Question

Differential gene expression analysis in Python

2

Entering edit mode

3.5 years ago

Leendert ▴ 40

It seems that most differential gene expression packages for RNA-Seq are written in R.

Examples include:

edgeR
limma
DESeq

Are any similar (and easy to use) packages available for Python, or have any of the R packages been ported?
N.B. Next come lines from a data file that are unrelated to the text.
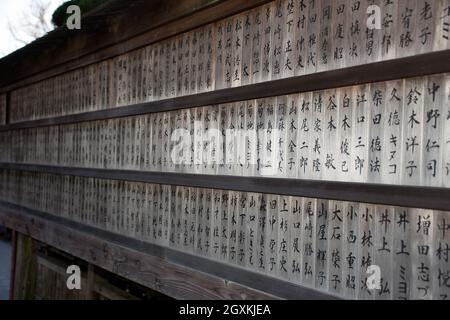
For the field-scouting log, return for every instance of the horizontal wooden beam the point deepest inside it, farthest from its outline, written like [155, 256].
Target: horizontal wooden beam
[395, 195]
[144, 24]
[172, 272]
[420, 65]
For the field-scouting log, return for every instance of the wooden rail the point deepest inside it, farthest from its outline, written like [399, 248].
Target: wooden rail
[415, 66]
[172, 272]
[396, 195]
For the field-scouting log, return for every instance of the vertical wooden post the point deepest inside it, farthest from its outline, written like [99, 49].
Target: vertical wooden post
[13, 264]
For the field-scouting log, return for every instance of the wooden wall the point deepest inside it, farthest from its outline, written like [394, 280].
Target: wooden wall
[332, 152]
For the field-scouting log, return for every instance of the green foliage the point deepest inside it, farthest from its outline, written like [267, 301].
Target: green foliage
[60, 15]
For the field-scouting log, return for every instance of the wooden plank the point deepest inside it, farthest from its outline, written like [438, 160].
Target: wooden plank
[406, 196]
[373, 72]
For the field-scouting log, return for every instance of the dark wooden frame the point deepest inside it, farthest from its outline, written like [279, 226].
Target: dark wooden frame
[169, 271]
[420, 65]
[395, 195]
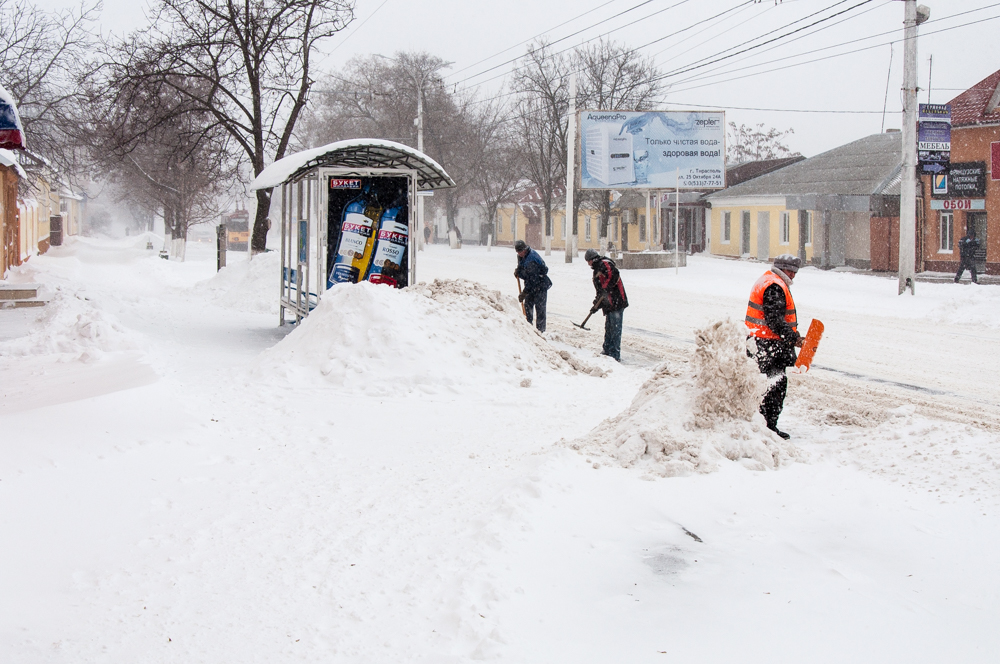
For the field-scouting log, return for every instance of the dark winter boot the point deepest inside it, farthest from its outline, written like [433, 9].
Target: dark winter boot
[780, 433]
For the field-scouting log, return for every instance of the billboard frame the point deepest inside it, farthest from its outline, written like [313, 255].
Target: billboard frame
[580, 148]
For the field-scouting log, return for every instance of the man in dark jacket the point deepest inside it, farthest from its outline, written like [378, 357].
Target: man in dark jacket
[967, 247]
[611, 299]
[773, 324]
[532, 269]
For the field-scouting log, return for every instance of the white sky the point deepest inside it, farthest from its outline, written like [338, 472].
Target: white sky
[468, 31]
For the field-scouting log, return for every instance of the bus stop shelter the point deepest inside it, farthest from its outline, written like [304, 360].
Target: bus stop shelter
[346, 216]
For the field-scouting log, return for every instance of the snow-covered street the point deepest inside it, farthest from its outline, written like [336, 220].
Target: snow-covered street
[181, 480]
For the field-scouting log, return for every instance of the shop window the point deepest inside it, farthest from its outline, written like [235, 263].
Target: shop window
[947, 223]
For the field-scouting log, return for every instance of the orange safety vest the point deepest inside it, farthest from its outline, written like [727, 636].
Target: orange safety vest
[755, 307]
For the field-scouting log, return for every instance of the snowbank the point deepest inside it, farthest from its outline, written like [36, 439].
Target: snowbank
[72, 329]
[246, 285]
[449, 335]
[689, 417]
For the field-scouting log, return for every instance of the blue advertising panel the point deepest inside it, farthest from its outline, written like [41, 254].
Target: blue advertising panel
[645, 150]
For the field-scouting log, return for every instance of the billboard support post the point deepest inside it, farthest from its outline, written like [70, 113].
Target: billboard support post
[570, 171]
[677, 225]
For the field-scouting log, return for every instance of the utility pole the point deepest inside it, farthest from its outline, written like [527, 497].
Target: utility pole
[913, 16]
[570, 237]
[419, 121]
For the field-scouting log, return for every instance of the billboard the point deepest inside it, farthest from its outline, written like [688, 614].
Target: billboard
[644, 150]
[369, 234]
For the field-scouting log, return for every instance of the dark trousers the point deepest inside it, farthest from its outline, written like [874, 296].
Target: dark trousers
[534, 308]
[772, 357]
[967, 265]
[613, 334]
[774, 399]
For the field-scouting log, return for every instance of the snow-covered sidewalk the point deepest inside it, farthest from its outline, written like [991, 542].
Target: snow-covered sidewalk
[181, 480]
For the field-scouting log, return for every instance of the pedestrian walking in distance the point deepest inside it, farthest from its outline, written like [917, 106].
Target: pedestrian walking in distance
[774, 326]
[611, 299]
[533, 270]
[967, 248]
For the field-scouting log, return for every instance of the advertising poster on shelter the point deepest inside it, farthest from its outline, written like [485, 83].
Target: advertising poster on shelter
[369, 236]
[644, 150]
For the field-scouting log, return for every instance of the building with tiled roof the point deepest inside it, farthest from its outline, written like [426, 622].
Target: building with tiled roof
[979, 105]
[972, 201]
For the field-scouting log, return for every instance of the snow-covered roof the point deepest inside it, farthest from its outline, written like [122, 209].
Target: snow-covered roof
[860, 168]
[357, 153]
[8, 158]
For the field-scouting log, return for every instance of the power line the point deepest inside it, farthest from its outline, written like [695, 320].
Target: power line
[569, 36]
[544, 32]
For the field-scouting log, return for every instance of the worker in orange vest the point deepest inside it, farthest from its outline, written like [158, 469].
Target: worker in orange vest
[774, 328]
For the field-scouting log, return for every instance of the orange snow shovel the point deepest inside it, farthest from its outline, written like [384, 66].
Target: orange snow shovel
[810, 344]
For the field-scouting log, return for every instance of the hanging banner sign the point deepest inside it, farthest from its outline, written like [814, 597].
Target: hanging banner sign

The best I could find was:

But I really don't want to use rpy2 (_1st link_). The second link is probably where I would start, but I first wanted to make sure I'm not reinventing the wheel.

SIDE NOTE:

This question was asked on Stackoverflow (https://stackoverflow.com/questions/36305682/differential-gene-expression-analysis-in-python), but closed because your not allowed to ask for suggestions on tools (please explain all the upvotes then), but in any case, I thought I'd bring it over to this forum for suggestions.

python R • 12k views

ADD COMMENT • link updated 21 months ago by Radu Tanasa ▴ 150 • written 3.5 years ago by Leendert ▴ 40

5

Entering edit mode

The only comment I would like to express is that you should take into account that the mentioned tools working under R are very well known, have been used in a miriad of experiments, have their sources publicly available so they have been analyzed by many potential users, and because of that, they are the recommended for most of the cases.

ADD REPLY • link 3.5 years ago by Antonio R. Franco ★ 5.2k

3

Entering edit mode

scanpy uses diffxpy to run DE analysis, BUT, keep in mind that scanpy is for single-cell RNA-Seq, not bulk.

ADD REPLY • link 3.5 years ago by fracarb8 ★ 1.7k

score 2 · Accepted Answer · 2023-07-20

You can use PyDESeq2 or the Wilcoxon rank sum test (in scanpy with rank_genes_groups). Wilcoxon yields good results when you have more than 8 replicates per condition.

Here is a tentative to a python implementation of the Wilcoxon test:

import pandas as pd
import numpy as np
from scipy.stats import mannwhitneyu
from statsmodels.stats.multitest import multipletests
import scanpy as sc

## assuming 'adata' is your AnnData object
# 'condition' is the column in adata.obs that specifies the conditions
pvalues = []
log_fold_changes = []
for gene in adata.var_names:
    data = pd.concat([pd.Series(adata[:, gene].X.toarray().flatten()), adata.obs['condition']], axis=1)
    data.columns = ['expression', 'condition']

    condition_1_expression = data.loc[data['condition'] == data['condition'].unique()[0], 'expression']
    condition_2_expression = data.loc[data['condition'] == data['condition'].unique()[1], 'expression']

    p = mannwhitneyu(condition_1_expression, condition_2_expression)[1]
    log_fold_change = np.log2((condition_2_expression.mean() + 1) / (condition_1_expression.mean() + 1))

    pvalues.append(p)
    log_fold_changes.append(log_fold_change)

# adjust p-values using FDR
fdr = multipletests(pvalues, method='fdr_bh')[1]

# combine p-values, adjusted p-values and log fold changes into a DataFrame for easy viewing
results = pd.DataFrame({
    'gene': adata.var_names,
    'p_value': pvalues,
    'fdr': fdr,
    'log_fold_change': log_fold_changes
})

You can use AnnData to store your RNA-seq data as well (one sample per row).